[Autoscaler v1] AutoscalerSummary Active node check ignores raylet termination

### What happened + What you expected to happen

## Description
- The Ray Autoscaler (v1) AutoscalerSummary currently uses [LoadMetrics.is_active(ip)](https://github.com/ray-project/ray/blob/master/python/ray/autoscaler/_private/autoscaler.py#L1471-L1476) to determine whether a node is active.

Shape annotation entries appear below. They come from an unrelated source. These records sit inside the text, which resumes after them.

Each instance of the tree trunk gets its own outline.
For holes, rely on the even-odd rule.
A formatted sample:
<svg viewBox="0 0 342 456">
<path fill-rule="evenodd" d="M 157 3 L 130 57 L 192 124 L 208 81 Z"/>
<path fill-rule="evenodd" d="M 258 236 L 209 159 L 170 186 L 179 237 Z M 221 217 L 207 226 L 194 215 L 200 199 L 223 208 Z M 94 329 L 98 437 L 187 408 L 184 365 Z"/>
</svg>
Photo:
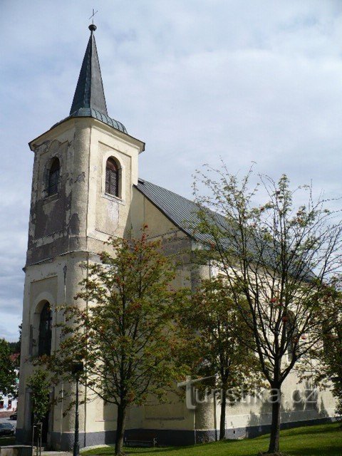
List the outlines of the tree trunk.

However, this check does not account for whether the raylet on that node is still running.
- In particular, if a node’s raylet has already exited (e.g., due to idle timeout), but the node is still returned by the NodeProvider as part of the non_terminated_nodes list, the autoscaler will incorrectly consider the node as active. This leads to inconsistencies in the summary() output.
- Although this situation may not occur frequently, it highlights the need to revise the logic for determining active nodes. The current implementation results in inaccurate cluster state reporting in edge cases like this.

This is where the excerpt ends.